Je suis Murakami

Je suis Murakami.
Mes livres sont traduits dans le monde entier et quand le dernier sort, les lecteurs font la queue toute la nuit pour l’acheter avant les autres – je suis attendu comme un album des Beatles dans ma jeunesse.

Du moins, c’était le cas avant.

Il y a environ trois ans, je me suis réveillé à Tokyo. Cela m’arrivait rarement car depuis des années, je vivais à la campagne avec ma femme, Yoko. Tous les matins nous nous levions à l’aube, j’écrivais sept heures d’affilée, puis j’écoutais de la musique, je faisais une heure de course à pied, nous dînions tôt et nous allions au lit.
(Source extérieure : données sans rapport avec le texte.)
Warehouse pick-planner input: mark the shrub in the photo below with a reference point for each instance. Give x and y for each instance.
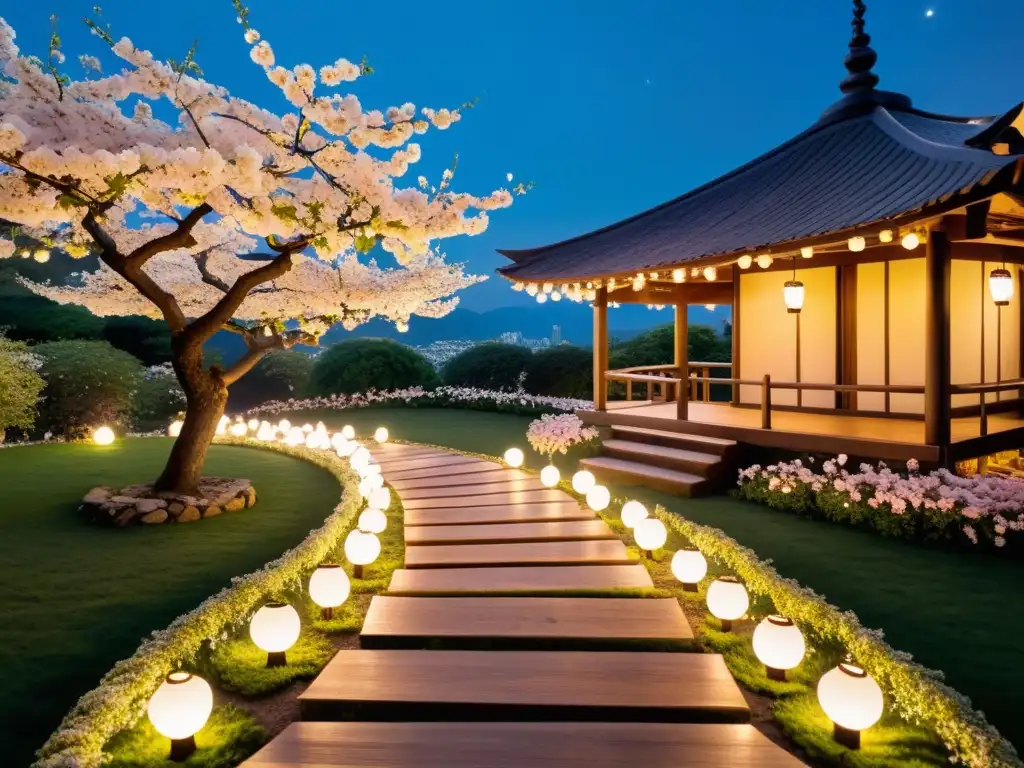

Le lendemain : même programme. J’étais néanmoins disposé à changer mes habitudes lorsqu’une bonne raison se présentait – et quelle meilleure raison que de me rendre dans la capitale pour inaugurer une bibliothèque dédiée à mon œuvre ? Un admirateur avait mis onze millions de dollars sur la table pour la bâtir. Puis un architecte célèbre l’avait conçue en s’inspirant de l’esthétique de mes romans et l’université Waseda où j’ai fait mes études avait choisi de l’accueillir au cœur de son campus. Yoko m’aimait sincèrement mais les conséquences de mon succès l’épuisaient. Conférences, tournées, séances de signatures, voyages à l’étranger : m’écouter raconter les mêmes choses depuis les coulisses, il y avait de quoi se lasser. Je n’ai pas été surpris qu’elle décline de m’accompagner à Tokyo et j’ai pris un Shinkansen en fin de matinée, seul. Après la cérémonie, durant laquelle des personnalités ont prononcé des discours vibrants sur mes livres et l’avenir radieux de la littérature japonaise à l’international, mon éditeur m’a emmené dans un grand restaurant. Quand j’ai commencé à montrer des signes de fatigue, un chauffeur m’a aussitôt raccompagné au Park Hyatt. C’est en montant dans ma chambre que quelque chose d’inhabituel s’est produit.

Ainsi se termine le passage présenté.